SBY Akan Jalani Pengobatan Kanker Prostat Selama 1,5 Bulan di AS

·Bacaan 2 menit

Liputan6.com, Jakarta - Presiden ke-6 RI Susilo Bambang Yudhoyono (SBY) akan melakukan pengobatan kanker prostat yang dialaminya ke sebuah Rumah Sakit Amerika Serikat.

Anggota Majelis Tinggi Partai Demokrat Syarief Hasan menyatakan, SBY akan menjalani pengobatan selama 1,5 bulan di RS Mayo Clinic, Minneapolis, AS.

"Beliau memerlukan check-up, kemudian perawatan, check-up lagi, kurang lebih 1,5 bulan," ujar Syarif kepada wartawan, Selasa (2/11/2021).

Syarif menyebut, selama menjalani perawatan kesehatan di AS karena kanker prostat, SBY akan ditemani keluarganya. Menurut Syarif, kondisi kesehatan SBY akan terus dimonitor sehingga akan cukup lama berada di AS.

"Karena kan harus perawatan. Harus dimonitor dan sebagainya. Dan dokter yang meminta supaya mempersiapkan sedikit waktu untuk evaluasi dan sebagainya," ujarnya.

Terkait penyakit yang dialami SBY, menurut Syarief, indikasi SBY mengalami gangguan prostat sudah muncul sejak beberapa tahun terakhir. Namun ia memastikan kanker prostat yang dialami SBY masih tahap awal.

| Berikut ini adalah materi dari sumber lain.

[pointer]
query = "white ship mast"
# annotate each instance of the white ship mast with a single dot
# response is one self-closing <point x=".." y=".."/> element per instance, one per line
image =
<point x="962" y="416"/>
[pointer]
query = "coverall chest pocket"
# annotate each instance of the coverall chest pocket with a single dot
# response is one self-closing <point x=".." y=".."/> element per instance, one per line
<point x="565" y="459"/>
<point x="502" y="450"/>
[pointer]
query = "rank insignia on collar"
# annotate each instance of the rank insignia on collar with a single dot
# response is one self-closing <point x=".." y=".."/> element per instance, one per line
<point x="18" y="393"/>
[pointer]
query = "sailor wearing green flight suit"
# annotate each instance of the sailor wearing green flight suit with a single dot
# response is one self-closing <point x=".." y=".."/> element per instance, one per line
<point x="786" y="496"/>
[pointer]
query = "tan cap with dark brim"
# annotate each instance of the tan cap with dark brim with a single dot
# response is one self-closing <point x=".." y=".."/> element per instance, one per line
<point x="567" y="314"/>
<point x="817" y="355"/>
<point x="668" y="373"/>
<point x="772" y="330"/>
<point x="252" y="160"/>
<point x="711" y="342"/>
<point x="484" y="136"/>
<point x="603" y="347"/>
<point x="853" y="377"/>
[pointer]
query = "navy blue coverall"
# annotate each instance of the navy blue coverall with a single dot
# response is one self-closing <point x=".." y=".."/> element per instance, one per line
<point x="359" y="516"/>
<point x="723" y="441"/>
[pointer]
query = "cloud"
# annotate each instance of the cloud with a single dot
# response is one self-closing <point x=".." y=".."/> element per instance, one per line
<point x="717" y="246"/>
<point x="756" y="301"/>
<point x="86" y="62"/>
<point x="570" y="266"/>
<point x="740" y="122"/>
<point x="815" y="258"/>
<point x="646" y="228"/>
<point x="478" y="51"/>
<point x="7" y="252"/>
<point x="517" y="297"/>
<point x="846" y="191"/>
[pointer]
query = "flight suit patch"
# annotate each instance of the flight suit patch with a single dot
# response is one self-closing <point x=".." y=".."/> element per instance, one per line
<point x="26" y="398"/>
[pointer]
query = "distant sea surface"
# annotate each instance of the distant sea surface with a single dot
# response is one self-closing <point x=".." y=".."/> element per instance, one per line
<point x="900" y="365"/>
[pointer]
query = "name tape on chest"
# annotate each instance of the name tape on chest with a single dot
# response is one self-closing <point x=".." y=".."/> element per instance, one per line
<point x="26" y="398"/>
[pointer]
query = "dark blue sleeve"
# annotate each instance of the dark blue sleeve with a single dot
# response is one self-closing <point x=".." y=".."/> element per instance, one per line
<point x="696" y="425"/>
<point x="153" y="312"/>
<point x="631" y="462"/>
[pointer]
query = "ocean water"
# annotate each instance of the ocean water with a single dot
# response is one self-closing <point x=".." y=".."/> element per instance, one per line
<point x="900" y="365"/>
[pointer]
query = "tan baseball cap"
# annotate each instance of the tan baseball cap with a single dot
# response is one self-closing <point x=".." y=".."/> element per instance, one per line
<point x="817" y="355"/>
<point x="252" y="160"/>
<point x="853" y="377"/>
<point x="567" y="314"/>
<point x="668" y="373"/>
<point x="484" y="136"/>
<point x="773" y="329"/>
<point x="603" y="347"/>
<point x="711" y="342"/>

"Kemarin saya ketemu beliau banyak ngomong, relatif kesehatannya seperti biasa saja, hanya sedikit gangguan prostat aja, dan itu masih gejala awal. Berapa tahun terakhir memang indikasinya naik sedikit," pungkas dia.

SBY Lapor Jokowi Akan Berobat ke Luar Negeri karena Kanker Prostat

Lukisan karya Susilo Bambang Yudhoyono (Sumber: Instagram/aniyudhoyono)
Lukisan karya Susilo Bambang Yudhoyono (Sumber: Instagram/aniyudhoyono)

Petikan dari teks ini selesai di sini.